Some who have met the younger Castro describe him as markedly different from a sibling who has been the embodiment of the revolution.
"My sense is that Raul knows he lacks the popular support of Fidel and has gone about cultivating a new generation of leadership to whom he would quickly turn over control" if and when he becomes permanent head of state, said Glenn Baker, director of the US-Cuba Co-operative Security Project at the Centre for Defence Information in Washington.
Baker met both Castros during a 2003 Havana visit and said Raul Castro was "as jovial and personal as his older brother was imperial and humourless".
Raul Castro Ruz was born on June 3rd, 1931, in the remote village of Biran in the Oriente province. He was the sixth of nine children eventually acknowledged by Angel Castro. His mother was Lina Ruz, a servant whom the Spanish émigré Angel Castro took up with while still married to the mother of his first two children.
Fidel Castro's legions of biographers have often paid notice to "rumours too consistent to be ignored" that Raul Castro was fathered by someone other than Angel Castro. The most persistent of these held that his father was a Rural Guards captain named Felipe Mirabal who was posted near the Castro homestead in the early 1930s.
Raul followed in Fidel's footsteps throughout his life, first to the prestigious La Salle school in Santiago, from which they were expelled for disruptive behaviour, then to the Jesuit Belen Academy, where Fidel flourished but his younger brother eventually dropped out. Raul returned to the family property, working in Angel Castro's construction and plantation operations, where he took up drinking and gambling on cockfights - vices said to still stalk him.
Raul Castro's role in the revolution's doomed overture, the July 1953 attack on the Moncada military barracks near Santiago, landed him in prison after the debacle, in which more than 100 rebels were killed or captured.
A May 1955 general amnesty freed the Moncada attackers, and Raul Castro fled to Mexico City to organise training for another assault. There he met Che, with whom he shared a deep ideological commitment to armed revolution for the Marxist cause.
The softness and sensitivity of his youth ground down by prison and exile, Raul Castro served as his brother's chief enforcer and is alleged to have cold-bloodedly executed recruits accused of betraying the revolution or wavering in commitment.

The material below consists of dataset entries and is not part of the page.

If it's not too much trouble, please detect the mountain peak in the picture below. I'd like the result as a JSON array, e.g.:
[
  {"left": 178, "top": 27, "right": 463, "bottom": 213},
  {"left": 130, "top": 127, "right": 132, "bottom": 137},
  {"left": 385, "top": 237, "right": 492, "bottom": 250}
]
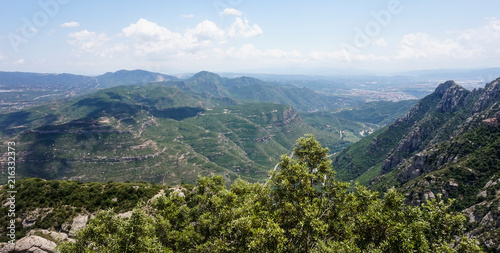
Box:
[
  {"left": 190, "top": 71, "right": 222, "bottom": 79},
  {"left": 434, "top": 80, "right": 458, "bottom": 96}
]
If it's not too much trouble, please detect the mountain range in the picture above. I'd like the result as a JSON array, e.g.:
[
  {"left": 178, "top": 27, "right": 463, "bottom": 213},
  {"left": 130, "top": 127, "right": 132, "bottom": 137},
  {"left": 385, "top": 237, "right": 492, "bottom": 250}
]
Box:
[
  {"left": 333, "top": 78, "right": 500, "bottom": 248},
  {"left": 0, "top": 71, "right": 414, "bottom": 184},
  {"left": 0, "top": 71, "right": 500, "bottom": 250}
]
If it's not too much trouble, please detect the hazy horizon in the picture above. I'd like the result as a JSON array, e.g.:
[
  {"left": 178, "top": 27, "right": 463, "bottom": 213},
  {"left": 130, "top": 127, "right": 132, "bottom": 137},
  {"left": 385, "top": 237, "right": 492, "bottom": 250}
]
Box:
[{"left": 0, "top": 0, "right": 500, "bottom": 75}]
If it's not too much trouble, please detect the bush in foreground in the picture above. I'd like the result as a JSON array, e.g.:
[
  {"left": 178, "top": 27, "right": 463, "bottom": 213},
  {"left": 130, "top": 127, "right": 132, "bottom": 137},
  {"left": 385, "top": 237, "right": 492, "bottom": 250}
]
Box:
[{"left": 60, "top": 135, "right": 480, "bottom": 253}]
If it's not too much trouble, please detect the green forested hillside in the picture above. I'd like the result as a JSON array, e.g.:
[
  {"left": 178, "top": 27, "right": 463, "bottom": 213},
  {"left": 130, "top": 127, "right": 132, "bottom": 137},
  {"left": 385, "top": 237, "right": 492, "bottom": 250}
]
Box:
[
  {"left": 333, "top": 79, "right": 500, "bottom": 252},
  {"left": 0, "top": 84, "right": 348, "bottom": 183},
  {"left": 2, "top": 135, "right": 481, "bottom": 253}
]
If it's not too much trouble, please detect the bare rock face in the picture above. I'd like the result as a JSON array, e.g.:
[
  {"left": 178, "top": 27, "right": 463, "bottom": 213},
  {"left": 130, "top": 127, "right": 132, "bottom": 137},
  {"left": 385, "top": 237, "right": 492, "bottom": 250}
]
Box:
[
  {"left": 437, "top": 82, "right": 470, "bottom": 112},
  {"left": 0, "top": 235, "right": 57, "bottom": 253},
  {"left": 69, "top": 214, "right": 89, "bottom": 237}
]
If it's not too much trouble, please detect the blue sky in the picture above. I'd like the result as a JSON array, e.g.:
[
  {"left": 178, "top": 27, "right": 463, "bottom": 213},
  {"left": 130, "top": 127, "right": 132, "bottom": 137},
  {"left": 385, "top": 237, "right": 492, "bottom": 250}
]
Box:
[{"left": 0, "top": 0, "right": 500, "bottom": 75}]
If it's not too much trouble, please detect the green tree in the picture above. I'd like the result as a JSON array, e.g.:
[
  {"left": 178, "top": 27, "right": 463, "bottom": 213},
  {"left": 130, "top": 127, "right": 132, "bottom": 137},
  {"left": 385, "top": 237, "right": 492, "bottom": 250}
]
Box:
[
  {"left": 56, "top": 135, "right": 481, "bottom": 253},
  {"left": 270, "top": 135, "right": 349, "bottom": 252}
]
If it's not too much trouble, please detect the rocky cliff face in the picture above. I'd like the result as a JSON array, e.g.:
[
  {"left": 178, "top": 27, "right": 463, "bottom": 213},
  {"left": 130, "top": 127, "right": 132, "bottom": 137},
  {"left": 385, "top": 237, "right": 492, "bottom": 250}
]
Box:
[
  {"left": 333, "top": 78, "right": 500, "bottom": 250},
  {"left": 372, "top": 78, "right": 500, "bottom": 251}
]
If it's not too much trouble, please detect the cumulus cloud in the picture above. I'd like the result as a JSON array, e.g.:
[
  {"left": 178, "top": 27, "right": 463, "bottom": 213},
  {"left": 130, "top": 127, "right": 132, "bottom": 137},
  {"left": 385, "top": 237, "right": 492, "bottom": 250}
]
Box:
[
  {"left": 396, "top": 33, "right": 482, "bottom": 59},
  {"left": 458, "top": 18, "right": 500, "bottom": 42},
  {"left": 373, "top": 38, "right": 388, "bottom": 47},
  {"left": 228, "top": 18, "right": 262, "bottom": 38},
  {"left": 61, "top": 21, "right": 80, "bottom": 28},
  {"left": 68, "top": 30, "right": 128, "bottom": 57},
  {"left": 122, "top": 18, "right": 262, "bottom": 56},
  {"left": 13, "top": 59, "right": 26, "bottom": 65},
  {"left": 220, "top": 8, "right": 243, "bottom": 16},
  {"left": 184, "top": 20, "right": 224, "bottom": 43}
]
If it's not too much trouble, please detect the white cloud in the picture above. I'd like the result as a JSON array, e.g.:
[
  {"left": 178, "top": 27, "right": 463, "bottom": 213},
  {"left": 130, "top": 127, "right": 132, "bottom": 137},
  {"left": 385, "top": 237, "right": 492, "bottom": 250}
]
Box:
[
  {"left": 122, "top": 18, "right": 262, "bottom": 56},
  {"left": 61, "top": 21, "right": 80, "bottom": 28},
  {"left": 220, "top": 8, "right": 243, "bottom": 16},
  {"left": 396, "top": 33, "right": 482, "bottom": 59},
  {"left": 184, "top": 20, "right": 224, "bottom": 43},
  {"left": 373, "top": 38, "right": 388, "bottom": 47},
  {"left": 122, "top": 18, "right": 209, "bottom": 56},
  {"left": 228, "top": 18, "right": 262, "bottom": 38},
  {"left": 68, "top": 30, "right": 128, "bottom": 57},
  {"left": 458, "top": 18, "right": 500, "bottom": 42}
]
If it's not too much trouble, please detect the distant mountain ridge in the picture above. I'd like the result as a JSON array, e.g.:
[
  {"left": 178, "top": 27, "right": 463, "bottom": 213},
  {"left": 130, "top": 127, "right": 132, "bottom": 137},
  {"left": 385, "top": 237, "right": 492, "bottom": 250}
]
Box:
[
  {"left": 333, "top": 78, "right": 500, "bottom": 250},
  {"left": 0, "top": 70, "right": 362, "bottom": 111}
]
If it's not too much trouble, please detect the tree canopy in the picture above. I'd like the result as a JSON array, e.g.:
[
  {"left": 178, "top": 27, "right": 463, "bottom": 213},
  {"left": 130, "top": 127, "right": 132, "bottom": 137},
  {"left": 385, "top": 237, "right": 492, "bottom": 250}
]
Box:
[{"left": 60, "top": 135, "right": 481, "bottom": 253}]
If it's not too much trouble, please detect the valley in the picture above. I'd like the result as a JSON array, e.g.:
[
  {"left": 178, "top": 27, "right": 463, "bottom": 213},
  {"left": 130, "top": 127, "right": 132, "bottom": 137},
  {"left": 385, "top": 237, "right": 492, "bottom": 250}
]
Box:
[{"left": 0, "top": 68, "right": 500, "bottom": 251}]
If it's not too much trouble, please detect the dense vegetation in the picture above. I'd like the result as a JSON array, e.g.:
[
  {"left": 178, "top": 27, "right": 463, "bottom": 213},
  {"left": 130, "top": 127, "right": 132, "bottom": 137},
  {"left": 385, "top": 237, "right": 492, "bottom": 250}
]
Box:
[
  {"left": 56, "top": 135, "right": 480, "bottom": 253},
  {"left": 0, "top": 178, "right": 164, "bottom": 241}
]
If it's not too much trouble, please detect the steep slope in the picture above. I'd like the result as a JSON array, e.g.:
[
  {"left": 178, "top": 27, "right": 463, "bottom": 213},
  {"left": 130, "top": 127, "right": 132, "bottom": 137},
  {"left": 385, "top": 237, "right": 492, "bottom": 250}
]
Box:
[
  {"left": 0, "top": 84, "right": 336, "bottom": 184},
  {"left": 334, "top": 80, "right": 499, "bottom": 182},
  {"left": 0, "top": 70, "right": 178, "bottom": 111},
  {"left": 334, "top": 78, "right": 500, "bottom": 251},
  {"left": 165, "top": 71, "right": 360, "bottom": 111}
]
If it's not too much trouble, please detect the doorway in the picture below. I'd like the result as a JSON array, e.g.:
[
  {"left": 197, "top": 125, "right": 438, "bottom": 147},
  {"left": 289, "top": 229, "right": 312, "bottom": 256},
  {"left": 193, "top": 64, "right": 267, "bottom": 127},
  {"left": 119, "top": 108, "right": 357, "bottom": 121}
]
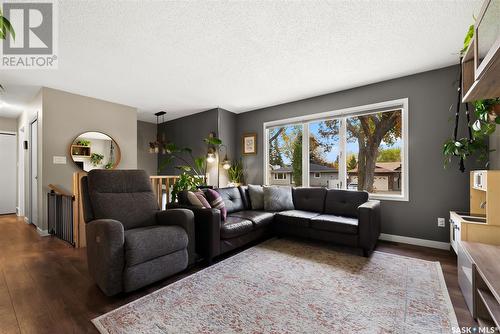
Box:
[
  {"left": 29, "top": 119, "right": 38, "bottom": 226},
  {"left": 0, "top": 132, "right": 17, "bottom": 215}
]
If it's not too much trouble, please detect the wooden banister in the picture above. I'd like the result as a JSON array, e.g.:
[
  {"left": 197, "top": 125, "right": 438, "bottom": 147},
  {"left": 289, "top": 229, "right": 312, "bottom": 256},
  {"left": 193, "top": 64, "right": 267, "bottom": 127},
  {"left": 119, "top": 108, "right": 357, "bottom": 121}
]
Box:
[{"left": 48, "top": 184, "right": 73, "bottom": 197}]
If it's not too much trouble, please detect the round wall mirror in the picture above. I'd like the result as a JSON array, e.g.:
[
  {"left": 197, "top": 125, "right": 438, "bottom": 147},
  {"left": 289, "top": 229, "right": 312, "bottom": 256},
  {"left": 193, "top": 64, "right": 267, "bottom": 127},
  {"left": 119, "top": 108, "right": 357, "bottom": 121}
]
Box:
[{"left": 70, "top": 132, "right": 121, "bottom": 172}]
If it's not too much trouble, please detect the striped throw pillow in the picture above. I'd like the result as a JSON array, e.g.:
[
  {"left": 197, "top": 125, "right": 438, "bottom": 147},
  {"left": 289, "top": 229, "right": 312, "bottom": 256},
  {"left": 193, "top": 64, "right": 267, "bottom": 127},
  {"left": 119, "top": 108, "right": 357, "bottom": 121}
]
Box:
[{"left": 207, "top": 189, "right": 227, "bottom": 220}]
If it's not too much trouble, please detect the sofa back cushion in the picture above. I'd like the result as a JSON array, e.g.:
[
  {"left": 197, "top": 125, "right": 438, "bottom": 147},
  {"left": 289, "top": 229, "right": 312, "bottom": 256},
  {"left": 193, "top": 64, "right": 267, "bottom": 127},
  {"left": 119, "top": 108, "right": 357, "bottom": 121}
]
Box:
[
  {"left": 248, "top": 184, "right": 264, "bottom": 210},
  {"left": 87, "top": 169, "right": 159, "bottom": 230},
  {"left": 217, "top": 187, "right": 245, "bottom": 213},
  {"left": 293, "top": 188, "right": 326, "bottom": 213},
  {"left": 325, "top": 189, "right": 368, "bottom": 218},
  {"left": 205, "top": 189, "right": 227, "bottom": 220},
  {"left": 238, "top": 186, "right": 252, "bottom": 210},
  {"left": 264, "top": 186, "right": 294, "bottom": 211}
]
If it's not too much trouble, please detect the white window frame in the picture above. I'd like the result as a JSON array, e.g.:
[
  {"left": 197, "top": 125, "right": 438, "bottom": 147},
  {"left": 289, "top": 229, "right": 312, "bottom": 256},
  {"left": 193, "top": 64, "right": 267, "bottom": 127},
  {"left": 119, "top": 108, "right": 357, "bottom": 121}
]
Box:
[
  {"left": 263, "top": 98, "right": 410, "bottom": 201},
  {"left": 274, "top": 172, "right": 287, "bottom": 181}
]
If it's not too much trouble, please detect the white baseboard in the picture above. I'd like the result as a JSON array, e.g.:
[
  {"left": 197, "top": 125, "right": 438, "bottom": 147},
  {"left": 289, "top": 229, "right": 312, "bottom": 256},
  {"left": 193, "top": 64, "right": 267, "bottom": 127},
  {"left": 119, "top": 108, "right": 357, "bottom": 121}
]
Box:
[
  {"left": 36, "top": 226, "right": 50, "bottom": 237},
  {"left": 379, "top": 233, "right": 450, "bottom": 250}
]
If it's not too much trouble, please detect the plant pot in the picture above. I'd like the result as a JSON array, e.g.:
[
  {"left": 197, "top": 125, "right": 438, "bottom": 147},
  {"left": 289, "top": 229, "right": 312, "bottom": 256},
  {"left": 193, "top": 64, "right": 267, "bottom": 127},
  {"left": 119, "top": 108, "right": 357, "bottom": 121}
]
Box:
[{"left": 488, "top": 104, "right": 500, "bottom": 123}]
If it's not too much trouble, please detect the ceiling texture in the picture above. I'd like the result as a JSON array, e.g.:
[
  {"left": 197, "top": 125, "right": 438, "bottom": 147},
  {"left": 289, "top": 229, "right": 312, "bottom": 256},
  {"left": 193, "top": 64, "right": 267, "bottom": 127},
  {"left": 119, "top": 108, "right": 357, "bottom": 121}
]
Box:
[{"left": 0, "top": 0, "right": 481, "bottom": 122}]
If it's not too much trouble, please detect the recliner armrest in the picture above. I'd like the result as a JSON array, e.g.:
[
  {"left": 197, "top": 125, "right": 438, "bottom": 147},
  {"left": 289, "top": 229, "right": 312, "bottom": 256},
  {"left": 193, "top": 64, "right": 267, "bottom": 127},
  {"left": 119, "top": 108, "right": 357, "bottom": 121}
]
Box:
[
  {"left": 156, "top": 209, "right": 196, "bottom": 264},
  {"left": 358, "top": 200, "right": 381, "bottom": 252},
  {"left": 86, "top": 219, "right": 125, "bottom": 296},
  {"left": 169, "top": 203, "right": 222, "bottom": 263}
]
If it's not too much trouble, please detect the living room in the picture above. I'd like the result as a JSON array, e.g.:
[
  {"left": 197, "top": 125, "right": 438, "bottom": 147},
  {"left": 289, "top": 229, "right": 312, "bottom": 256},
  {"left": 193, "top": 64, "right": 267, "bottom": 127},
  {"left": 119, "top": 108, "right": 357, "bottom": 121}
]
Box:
[{"left": 0, "top": 0, "right": 500, "bottom": 333}]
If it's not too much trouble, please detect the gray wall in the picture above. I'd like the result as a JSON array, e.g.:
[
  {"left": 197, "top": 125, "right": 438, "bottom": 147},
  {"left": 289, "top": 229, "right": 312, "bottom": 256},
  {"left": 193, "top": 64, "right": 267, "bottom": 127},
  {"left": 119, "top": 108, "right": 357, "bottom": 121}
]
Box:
[
  {"left": 158, "top": 108, "right": 218, "bottom": 185},
  {"left": 236, "top": 67, "right": 469, "bottom": 241},
  {"left": 137, "top": 121, "right": 158, "bottom": 175},
  {"left": 38, "top": 87, "right": 137, "bottom": 229},
  {"left": 0, "top": 117, "right": 17, "bottom": 132},
  {"left": 218, "top": 108, "right": 239, "bottom": 187}
]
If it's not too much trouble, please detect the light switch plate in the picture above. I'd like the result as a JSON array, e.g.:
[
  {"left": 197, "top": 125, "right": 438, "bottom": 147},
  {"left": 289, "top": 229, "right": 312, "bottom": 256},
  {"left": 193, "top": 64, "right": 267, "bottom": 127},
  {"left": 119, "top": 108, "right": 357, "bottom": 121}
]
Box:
[{"left": 52, "top": 155, "right": 66, "bottom": 165}]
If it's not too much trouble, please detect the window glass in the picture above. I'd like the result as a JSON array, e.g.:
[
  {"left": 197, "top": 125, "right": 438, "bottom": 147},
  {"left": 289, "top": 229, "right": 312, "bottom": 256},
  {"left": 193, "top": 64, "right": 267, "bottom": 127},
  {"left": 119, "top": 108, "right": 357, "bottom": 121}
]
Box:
[
  {"left": 309, "top": 119, "right": 340, "bottom": 188},
  {"left": 267, "top": 124, "right": 303, "bottom": 187},
  {"left": 346, "top": 110, "right": 403, "bottom": 195}
]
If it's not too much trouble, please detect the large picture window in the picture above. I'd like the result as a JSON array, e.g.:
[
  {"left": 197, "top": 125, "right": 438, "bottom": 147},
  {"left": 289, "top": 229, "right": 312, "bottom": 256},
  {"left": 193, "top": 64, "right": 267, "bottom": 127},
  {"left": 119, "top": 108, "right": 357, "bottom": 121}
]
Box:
[{"left": 264, "top": 99, "right": 408, "bottom": 200}]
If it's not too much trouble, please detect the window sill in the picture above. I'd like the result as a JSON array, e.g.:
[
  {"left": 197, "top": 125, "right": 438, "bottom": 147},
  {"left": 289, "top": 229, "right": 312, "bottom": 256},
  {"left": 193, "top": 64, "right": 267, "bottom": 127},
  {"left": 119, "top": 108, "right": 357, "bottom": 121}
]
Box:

The Castro brothers and their guerrilla band returned to Cuba on December 2nd, 1956, deploying to mountain strongholds to wage what would prove a two-year insurgency.
After the New Year's Day 1959 triumph of the revolution, Raul took up his traditional role as Fidel's top lieutenant and, within days of the rebel army's arrival in Havana, married fellow revolutionary Vilma Espin.
They had one son and three daughters. Espin has since remained active in the political hierarchy.
As personally reclusive as his sibling is fond of the limelight, Raul Castro has made few public appearances, given only a handful of interviews and has often disappeared for months or even years.
"Every so often a rumour gets started that I died," he quipped to Cuban journalists when he surfaced in December 1991 after a long absence.
"During the Pan-American Games, they were saying I was being kept in a freezer."